Kamis, 09 Oktober 2008

Bab 05,pergilah!

Malam yang sunyi. Seolah tak ada tanda-tanda kehidupan. Tak seserpih pun tampak bulan menemani malam gelap itu. Sungguh hitam.

Di bawah sinar lilin, sesosok bayangan mengendap-endap melewati koridor. Kemudian berhenti di depan pintu sebuah kamar.

Dengan mudah orang itu membuka pintu. Tampaknya yang punya kamar lupa mengunci pintu.

“Saatnya kau lenyap,” bisik orang itu, yang tak lain adalah pangeran Charlie. “Kau harus ku singkirkan, Beck.”

Beck yang tertidur dengan nyenyak itu sama sekali tidak menyadari bahaya yang telah menantinya.

Senyum menyungging dari bibir Charlie. Sungguh terlihat menyeramkan. Dengan hati-hati diambilnya belati yang sudah dari tadi dia persiapkan. Charlie mengangkat belati itu, hendak menikam Beck.

“Sudah saatnya.”

Charlie sudah siap untuk menikamkan belati itu

PLAK!!

“Aku tidak bisa membunuhnya,” bisik Charlie lirih. “Membunuhnya hanya akan membuatku dalam masalah.”

Charlie mengambil kembali belati yang telah dia jatuhkan ke lantai. Kemudian diseretnya Beck keluar.

***

“Pagi, Beck,” sapa Memon dari balik pintu kamar Beck. Tapi tidak seperti biasa, tidak ada jawaban dari dalam. Memon mengetuk pintu sambil terus memanggil Beck.

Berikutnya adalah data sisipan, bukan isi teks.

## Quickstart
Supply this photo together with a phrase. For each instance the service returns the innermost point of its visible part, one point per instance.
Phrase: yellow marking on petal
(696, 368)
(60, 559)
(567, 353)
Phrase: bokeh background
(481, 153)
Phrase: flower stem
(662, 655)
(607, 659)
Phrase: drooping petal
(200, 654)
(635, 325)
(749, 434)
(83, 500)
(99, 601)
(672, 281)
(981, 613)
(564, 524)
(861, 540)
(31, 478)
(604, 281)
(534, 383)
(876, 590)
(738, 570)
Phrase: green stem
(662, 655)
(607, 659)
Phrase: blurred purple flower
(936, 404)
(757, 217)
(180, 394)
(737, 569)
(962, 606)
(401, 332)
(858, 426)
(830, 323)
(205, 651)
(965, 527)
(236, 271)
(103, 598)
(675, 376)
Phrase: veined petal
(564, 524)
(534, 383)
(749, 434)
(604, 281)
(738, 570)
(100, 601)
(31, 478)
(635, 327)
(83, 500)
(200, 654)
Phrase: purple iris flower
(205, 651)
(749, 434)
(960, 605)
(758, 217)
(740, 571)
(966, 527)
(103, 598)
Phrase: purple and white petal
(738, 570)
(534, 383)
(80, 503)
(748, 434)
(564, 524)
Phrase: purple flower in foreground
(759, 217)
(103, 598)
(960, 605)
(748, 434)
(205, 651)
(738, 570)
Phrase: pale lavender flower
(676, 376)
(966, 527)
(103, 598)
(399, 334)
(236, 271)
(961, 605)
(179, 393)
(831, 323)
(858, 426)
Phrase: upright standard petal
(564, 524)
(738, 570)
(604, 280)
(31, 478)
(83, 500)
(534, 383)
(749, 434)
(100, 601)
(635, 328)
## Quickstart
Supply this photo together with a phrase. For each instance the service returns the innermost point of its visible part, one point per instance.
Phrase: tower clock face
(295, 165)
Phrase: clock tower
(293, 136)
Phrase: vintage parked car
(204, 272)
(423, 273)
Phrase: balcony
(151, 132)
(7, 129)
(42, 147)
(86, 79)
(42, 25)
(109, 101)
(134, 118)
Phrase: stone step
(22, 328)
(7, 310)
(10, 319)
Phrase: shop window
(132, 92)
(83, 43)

“Beck, kau sudah bangun? Cepatlah keluar! Aku akan mengajakmu keliling kota.”

Tapi tetap tidak ada jawaban. Akhirnya Memon membuka pintu. Dengan mudahnya pintu terbuka. Segera saja mata Memon mencari Beck di setiap sudut ruangan.

“Beck hilang??”

Seketika Memon teringat pada Charlie.

“Charlie! Apa mungkin dia sudah melakukan sesuatu pada Beck?”

Memon berlari menuju taman kaca. Tempat di mana Charlie bersantai setiap paginya.

“Charlie! Apa yang telah kau lakukan pada Beck? Kenapa kau membunuhnya?” serbu Memon sesampainya di taman kaca.

“Memon? Apa-apaan kau ini? Dating-datang langsung bicara yang tidak jelas,” ujar Charlie cuek.

“Jangan pura-pura tidak tau. Beck menghilang. Pasti kau telah melakukan sesuatu padanya. Kau membnuhnya.”

“Hei! Jangan bicara yang bukan-bukan! Aku tidak mungkin membunuhnya. Kau tahukan? Kalau keluargaku tidak bisa membunuh manusia. Bila kami melanggar hal itu, maka darah kami akan berubah menjadi biru.”

“Tapi Beck menghilang,” bantah Memon tak percaya akan pengakuan Charlie.

“Ternyata kau masih belum percaya juga. Baiklah, akan kubuktikan padamu kalau aku tidak membunuhnya.”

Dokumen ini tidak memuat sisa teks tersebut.